Buchreview: Vegetarisch mit Liebe

Ich habe einen guten Vorsatz für den Monat Juli: neben dem #plasticfreejuly mache ich einen vegetarischen Juli. Damit der komplette Monat aber nicht nur von meinen zwei Lieblingsgerichten geprägt ist (schnelle Gemüsepfanne mit Reise und Ofengemüse mit Schafskäse) brauche ich gute Inspiration. Aus diesem Grund zieht bereits das zweite vegetarische Kochbuch in meinen Haushalt ein.

Das Kochbuch Vegetarisch mit Liebe von Jeanine Donofrio hat schonmal einen sehr versprechenden Titel.

Dieses Kochbuch aber habe ich aus einem bestimmten Grund ausgesucht und zwar wegen der Sortierung der Rezepte. Diese sind nicht standartmäßig nach Vorspeise, Hauptgericht und Nachspeise geordnet.
⇒ Das Buch ist nach Obst- sowie Gemüsesorten geordnet.
Das finde ich absolut genial. Hat man zum Beispiel vom langen Wochenende noch viele Karotten übrig, findet man schnell das passende Gericht für die übrig gebliebenen Lebensmittel.

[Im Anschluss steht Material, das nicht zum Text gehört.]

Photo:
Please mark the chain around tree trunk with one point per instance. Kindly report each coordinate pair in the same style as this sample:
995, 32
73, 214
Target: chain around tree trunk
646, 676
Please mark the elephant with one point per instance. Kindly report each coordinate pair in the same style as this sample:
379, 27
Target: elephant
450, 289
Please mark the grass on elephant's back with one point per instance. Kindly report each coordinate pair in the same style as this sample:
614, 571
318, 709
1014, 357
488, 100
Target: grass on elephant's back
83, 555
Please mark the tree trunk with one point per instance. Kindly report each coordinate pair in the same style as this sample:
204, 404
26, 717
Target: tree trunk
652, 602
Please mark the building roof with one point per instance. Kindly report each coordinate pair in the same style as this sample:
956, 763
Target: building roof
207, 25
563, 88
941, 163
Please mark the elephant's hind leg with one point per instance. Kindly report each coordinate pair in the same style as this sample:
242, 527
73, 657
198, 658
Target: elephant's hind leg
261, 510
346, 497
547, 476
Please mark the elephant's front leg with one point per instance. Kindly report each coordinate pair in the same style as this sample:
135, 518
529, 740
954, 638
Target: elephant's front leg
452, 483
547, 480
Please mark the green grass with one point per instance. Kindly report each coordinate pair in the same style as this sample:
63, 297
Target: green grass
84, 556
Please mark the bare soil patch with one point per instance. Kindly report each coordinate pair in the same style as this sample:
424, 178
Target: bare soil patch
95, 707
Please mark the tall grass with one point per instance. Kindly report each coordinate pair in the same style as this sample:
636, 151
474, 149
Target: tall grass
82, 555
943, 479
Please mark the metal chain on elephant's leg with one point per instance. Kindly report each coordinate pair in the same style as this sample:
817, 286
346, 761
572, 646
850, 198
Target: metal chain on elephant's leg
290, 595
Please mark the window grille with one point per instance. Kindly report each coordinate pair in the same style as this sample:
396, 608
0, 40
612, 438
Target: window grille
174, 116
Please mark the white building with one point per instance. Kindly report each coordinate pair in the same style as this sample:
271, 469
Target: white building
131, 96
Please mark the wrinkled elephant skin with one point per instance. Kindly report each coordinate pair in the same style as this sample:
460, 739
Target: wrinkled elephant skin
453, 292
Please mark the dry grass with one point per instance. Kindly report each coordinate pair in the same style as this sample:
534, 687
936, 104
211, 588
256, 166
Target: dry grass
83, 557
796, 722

Ich koche vor allem mit saisonalen und auch regionalen Zutaten. Gerade dafür ist die Rezeptsammlung von Jeanine Donofrio wie gemacht. So kann ich zur Spargelzeit, die Saison mit einer geballten Portion Rezepte ausnutzen. Dabei habe ich manchmal das Gefühl im Sommer viel mehr Möglichkeiten zu haben. Beim Durchblättern fiel mir aber auf, dass von den 15 Obst- und Gemüsekategorien wie Beeren, Brokkoli oder Wurzelgemüse zwar die Rezepte für Sommergerichte überwiegen, aber auch reichlich ganzjährige Lebensmittel verarbeitet wurden. Darüber hinaus gibt es auch Winterrezepte zum Beispiel mit Kohl.

Die kleinen Besonderheiten eines jeden Kochbuches:

Bei mir hat jedes Rezeptbuch so 1-2 Seiten die ich besonders oft aufschlage, da sie praktische und raffinierte Tipps und Tricks erhalten. Auch in diesem Buch habe ich diese Seiten ganz hinten gefunden. Es handelt sich hierbei um Variationen von Pesto, Hummus, Guacamole, Salsa und Smoothies. Neben den “Orginalrezepten” gibt es interessante Abwandlungen, von den ich noch nie etwas gehört habe. Guacamole esse ich für meinen Teil sehr gerne, nur mache ich sie nie selber da ich keine Avocado kaufe (die gefeierte Frucht ist alles andere als regional…). Im Buch entdeckte ich jetzt eine tolle Alternative aus Tomate, Zwiebel und Koriander. Es geht aber auch noch ausgefallender mit Wassermelone.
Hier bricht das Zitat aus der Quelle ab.